Extinct Giant Penguin Reconstructed by Scientists

It has been a painstaking process taking over 35 years but scientists have finally pieced together various fossils to create the fully formed skeleton of a giant penguin, which last walked the Earth some 26 million years ago.

The penguin, named Kairuku after the Maori word for "diver who returns with food," stood 4' 2" tall and weighed around 132 pounds, making it nearly a foot taller and 50 percent heavier than its largest modern relative, the Emperor Penguin.

Fossils of the Kairuku Penguin, which lived during the Oligocene period, were first discovered 35 years ago  by Ewan Fordyce, a professor of geology at New Zealand's University of Otago. Working with Dan Ksepka, a research assistant professor at North Carolina State University, Fordyce was able to reconstruct a full skeleton of the penguin using fossils from three main specimens.

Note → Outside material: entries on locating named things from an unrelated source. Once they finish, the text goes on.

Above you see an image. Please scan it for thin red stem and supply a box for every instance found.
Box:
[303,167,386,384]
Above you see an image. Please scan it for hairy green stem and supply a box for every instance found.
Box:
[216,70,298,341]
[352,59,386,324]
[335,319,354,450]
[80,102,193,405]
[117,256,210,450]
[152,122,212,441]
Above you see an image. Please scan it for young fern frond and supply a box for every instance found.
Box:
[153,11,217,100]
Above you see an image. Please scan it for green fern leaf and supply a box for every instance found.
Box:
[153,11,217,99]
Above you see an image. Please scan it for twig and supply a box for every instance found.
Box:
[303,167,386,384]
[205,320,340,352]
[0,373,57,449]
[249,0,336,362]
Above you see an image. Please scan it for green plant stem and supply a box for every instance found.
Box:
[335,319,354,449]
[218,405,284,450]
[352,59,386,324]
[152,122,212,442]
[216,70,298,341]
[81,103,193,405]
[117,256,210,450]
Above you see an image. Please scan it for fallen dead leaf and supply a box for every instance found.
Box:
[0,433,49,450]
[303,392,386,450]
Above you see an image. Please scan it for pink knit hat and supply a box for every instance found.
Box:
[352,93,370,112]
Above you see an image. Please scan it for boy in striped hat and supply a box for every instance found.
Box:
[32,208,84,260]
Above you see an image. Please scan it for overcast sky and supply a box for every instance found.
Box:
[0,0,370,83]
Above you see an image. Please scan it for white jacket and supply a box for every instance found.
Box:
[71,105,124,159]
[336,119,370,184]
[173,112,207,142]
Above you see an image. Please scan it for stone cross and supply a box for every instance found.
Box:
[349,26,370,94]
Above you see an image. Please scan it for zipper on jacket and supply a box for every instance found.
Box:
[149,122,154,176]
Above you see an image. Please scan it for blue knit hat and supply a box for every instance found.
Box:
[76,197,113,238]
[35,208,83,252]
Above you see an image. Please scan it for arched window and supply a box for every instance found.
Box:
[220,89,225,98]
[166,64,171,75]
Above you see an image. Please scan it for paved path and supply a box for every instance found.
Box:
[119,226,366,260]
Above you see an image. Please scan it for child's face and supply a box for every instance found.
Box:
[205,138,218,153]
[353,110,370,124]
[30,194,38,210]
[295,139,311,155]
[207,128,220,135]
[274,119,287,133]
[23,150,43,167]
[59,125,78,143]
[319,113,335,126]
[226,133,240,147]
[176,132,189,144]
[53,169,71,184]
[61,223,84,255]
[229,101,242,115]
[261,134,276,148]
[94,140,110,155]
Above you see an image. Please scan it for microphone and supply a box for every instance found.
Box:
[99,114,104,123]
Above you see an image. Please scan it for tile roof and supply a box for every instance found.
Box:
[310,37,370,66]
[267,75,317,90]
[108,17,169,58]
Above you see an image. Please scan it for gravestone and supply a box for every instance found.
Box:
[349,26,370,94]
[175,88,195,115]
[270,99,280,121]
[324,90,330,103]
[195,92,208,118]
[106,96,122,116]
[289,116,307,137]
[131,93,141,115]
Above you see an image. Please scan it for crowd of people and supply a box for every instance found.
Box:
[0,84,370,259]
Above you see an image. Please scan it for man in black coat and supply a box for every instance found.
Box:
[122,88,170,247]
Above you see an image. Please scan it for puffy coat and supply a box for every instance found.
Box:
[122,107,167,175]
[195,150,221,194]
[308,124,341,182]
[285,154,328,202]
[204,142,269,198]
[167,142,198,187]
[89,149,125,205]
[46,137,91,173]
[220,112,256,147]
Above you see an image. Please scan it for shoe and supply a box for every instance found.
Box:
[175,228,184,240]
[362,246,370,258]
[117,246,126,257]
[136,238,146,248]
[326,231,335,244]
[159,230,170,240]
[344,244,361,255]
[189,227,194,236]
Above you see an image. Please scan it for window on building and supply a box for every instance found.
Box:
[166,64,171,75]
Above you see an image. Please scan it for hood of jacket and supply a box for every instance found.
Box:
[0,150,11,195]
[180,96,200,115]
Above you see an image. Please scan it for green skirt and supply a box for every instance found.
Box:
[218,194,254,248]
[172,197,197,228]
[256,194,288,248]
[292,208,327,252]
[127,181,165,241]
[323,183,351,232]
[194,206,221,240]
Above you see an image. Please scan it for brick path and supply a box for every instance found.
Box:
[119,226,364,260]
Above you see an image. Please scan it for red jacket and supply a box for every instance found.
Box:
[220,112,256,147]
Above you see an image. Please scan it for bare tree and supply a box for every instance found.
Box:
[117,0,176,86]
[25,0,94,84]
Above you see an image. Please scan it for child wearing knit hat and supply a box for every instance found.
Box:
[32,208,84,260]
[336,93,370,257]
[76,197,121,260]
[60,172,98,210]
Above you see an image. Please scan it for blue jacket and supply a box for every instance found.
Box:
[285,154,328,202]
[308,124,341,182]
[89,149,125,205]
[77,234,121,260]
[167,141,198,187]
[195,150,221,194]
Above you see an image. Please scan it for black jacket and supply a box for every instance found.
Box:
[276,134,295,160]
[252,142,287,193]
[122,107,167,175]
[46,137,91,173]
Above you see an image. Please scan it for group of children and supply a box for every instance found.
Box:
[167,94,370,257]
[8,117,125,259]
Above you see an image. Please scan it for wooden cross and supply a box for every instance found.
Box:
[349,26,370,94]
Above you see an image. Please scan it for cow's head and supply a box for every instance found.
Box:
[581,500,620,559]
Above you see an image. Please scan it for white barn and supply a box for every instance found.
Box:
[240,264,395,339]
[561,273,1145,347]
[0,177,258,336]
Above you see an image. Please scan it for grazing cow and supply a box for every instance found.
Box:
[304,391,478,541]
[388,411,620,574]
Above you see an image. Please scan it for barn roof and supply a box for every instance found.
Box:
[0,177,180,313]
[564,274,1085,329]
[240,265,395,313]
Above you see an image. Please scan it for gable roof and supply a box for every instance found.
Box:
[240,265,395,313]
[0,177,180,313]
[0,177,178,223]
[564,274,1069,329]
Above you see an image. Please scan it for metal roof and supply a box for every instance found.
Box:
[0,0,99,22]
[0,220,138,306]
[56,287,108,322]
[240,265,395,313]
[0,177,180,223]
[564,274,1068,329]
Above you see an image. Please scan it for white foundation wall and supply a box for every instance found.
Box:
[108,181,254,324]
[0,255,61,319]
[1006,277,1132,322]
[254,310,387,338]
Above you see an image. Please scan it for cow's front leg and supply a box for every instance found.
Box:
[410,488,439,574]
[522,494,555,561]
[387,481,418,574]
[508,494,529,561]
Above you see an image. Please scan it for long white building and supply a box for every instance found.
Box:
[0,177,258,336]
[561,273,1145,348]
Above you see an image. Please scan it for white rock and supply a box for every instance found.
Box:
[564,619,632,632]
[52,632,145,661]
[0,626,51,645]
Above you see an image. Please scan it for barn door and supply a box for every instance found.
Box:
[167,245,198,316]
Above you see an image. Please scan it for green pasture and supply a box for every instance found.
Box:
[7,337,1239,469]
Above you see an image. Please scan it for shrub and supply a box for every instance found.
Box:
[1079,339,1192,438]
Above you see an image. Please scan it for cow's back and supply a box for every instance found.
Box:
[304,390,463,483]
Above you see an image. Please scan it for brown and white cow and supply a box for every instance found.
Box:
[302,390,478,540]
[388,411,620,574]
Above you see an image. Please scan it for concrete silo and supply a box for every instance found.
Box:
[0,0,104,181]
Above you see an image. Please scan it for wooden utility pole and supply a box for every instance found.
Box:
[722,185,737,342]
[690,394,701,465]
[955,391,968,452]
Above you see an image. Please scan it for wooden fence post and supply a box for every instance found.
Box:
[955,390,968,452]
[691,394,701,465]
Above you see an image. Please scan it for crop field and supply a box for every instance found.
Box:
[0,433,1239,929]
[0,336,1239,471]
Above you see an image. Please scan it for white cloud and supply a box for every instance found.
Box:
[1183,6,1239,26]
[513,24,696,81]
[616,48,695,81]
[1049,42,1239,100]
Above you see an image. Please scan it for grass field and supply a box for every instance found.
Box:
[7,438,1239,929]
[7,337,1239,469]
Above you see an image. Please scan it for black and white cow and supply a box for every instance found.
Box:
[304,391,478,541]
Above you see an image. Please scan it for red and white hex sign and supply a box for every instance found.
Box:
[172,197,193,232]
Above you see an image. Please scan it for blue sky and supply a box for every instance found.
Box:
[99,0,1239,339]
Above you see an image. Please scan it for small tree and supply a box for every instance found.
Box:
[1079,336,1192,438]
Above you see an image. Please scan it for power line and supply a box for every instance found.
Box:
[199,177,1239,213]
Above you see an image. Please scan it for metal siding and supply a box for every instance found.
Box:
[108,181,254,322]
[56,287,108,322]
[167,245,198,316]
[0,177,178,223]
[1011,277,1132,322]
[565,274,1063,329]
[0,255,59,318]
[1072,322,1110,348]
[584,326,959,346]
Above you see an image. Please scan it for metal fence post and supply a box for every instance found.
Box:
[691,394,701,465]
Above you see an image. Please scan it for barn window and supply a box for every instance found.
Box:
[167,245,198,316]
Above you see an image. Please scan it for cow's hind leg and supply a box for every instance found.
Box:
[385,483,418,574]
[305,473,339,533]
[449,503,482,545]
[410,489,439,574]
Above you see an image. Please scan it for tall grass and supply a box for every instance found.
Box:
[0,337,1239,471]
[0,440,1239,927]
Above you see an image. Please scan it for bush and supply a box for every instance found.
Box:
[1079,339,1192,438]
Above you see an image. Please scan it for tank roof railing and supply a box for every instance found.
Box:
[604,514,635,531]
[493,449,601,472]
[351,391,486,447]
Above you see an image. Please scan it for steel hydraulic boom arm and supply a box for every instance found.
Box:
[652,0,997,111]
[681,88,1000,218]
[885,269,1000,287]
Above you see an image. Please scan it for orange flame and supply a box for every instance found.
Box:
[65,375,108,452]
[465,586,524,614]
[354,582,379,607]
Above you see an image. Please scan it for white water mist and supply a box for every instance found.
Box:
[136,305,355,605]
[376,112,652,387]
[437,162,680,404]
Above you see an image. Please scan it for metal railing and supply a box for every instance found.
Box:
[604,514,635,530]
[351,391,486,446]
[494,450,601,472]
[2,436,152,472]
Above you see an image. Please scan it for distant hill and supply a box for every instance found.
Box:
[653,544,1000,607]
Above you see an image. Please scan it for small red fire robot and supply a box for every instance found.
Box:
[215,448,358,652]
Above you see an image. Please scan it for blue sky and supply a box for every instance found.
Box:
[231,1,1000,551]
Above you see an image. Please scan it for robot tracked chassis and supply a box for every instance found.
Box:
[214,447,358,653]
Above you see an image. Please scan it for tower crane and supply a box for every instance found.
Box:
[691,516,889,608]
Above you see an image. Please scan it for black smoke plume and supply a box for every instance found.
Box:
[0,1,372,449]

Kairuku lived during time when most of New Zealand was under water. The isolated rocky land masses that remained above the waterline are believed to have provided the penguins a safe haven from predators as well as plentiful access to food, which they caught using their long, spear-like beaks.

Fordyce told the Associated Press that the penguins could have gone extinct because of climate change, the arrival of new predators or increased competition for food from seals and other animals.

The research on Kairuku was published this week in the Journal of Vertebrate Paleontology.